🤖 AI Summary
To address the excessive token consumption, performance degradation (“less is more” phenomenon), and redundant key-frame selection (“visual echo”) in multimodal large language models (MLLMs) for video question answering (Video-QA), this work proposes an adaptive frame pruning and semantic graph fusion framework. Methodologically: (1) hierarchical clustering-based pruning is performed in the joint feature space of ResNet-50 and CLIP to eliminate temporal redundancy; (2) a lightweight, text-driven semantic graph is introduced to recover contextual information lost due to frame pruning at minimal computational cost. Extensive experiments across multiple state-of-the-art MLLMs and Video-QA benchmarks demonstrate that our approach achieves up to 86.9% frame compression and 83.2% token reduction, while maintaining or even surpassing the accuracy of full-frame baselines—thereby significantly improving the efficiency–accuracy trade-off.
📝 Abstract
The practical application of Multimodal Large Language Models (MLLMs) to Video Question Answering (Video-QA) is severely hindered by the high token cost of processing numerous video frames.
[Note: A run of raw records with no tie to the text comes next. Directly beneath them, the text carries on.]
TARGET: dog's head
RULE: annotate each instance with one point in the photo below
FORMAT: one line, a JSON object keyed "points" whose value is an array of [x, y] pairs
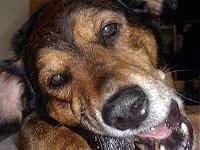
{"points": [[94, 64]]}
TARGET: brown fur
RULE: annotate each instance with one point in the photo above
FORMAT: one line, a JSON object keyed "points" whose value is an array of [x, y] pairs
{"points": [[96, 70]]}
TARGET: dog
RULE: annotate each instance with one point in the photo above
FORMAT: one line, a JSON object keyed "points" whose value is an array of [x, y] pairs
{"points": [[87, 76]]}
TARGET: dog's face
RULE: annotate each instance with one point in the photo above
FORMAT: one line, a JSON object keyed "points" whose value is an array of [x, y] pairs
{"points": [[97, 67]]}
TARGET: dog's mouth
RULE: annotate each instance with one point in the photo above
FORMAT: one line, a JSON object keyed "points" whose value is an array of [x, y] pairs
{"points": [[175, 133]]}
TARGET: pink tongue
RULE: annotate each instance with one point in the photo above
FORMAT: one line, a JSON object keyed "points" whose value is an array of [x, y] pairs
{"points": [[158, 133]]}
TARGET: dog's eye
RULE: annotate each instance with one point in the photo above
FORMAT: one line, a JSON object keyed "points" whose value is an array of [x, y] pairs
{"points": [[59, 80], [109, 33]]}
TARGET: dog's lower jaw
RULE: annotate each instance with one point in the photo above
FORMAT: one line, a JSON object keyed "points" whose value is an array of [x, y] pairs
{"points": [[179, 137]]}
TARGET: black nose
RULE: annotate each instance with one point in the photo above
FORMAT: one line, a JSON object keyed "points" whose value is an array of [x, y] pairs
{"points": [[127, 109]]}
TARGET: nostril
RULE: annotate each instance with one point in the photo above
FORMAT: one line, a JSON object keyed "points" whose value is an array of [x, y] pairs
{"points": [[126, 109]]}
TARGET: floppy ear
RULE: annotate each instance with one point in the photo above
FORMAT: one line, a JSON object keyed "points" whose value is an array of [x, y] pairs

While increasing the number of sampled frames is a common strategy, we observe a "less is more" phenomenon where excessive frames can paradoxically degrade performance due to context dilution. Concurrently, state-of-the-art keyframe selection methods, while effective, still yield significant temporal redundancy, which we term 'visual echoes'. To address these dual challenges, we propose Adaptive Frame-Pruning (AFP), a novel post-processing method that intelligently prunes the selected keyframes. AFP employs an adaptive hierarchical clustering algorithm on a fused ResNet-50 and CLIP feature space to identify and merge these echoes into single representatives. To compensate for information loss, we then introduce a lightweight, text-based semantic graph that provides critical context with minimal token overhead. Conducting extensive experiments on the LongVideoBench and VideoMME benchmarks across multiple leading MLLMs, our full approach demonstrates a drastic reduction in required frames by up to 86.9% and total input tokens by up to 83.2%. Crucially, by providing a concise, high-quality set of frames, our method not only enhances efficiency but often improves accuracy over baselines that use more frames. The code will be released upon publication.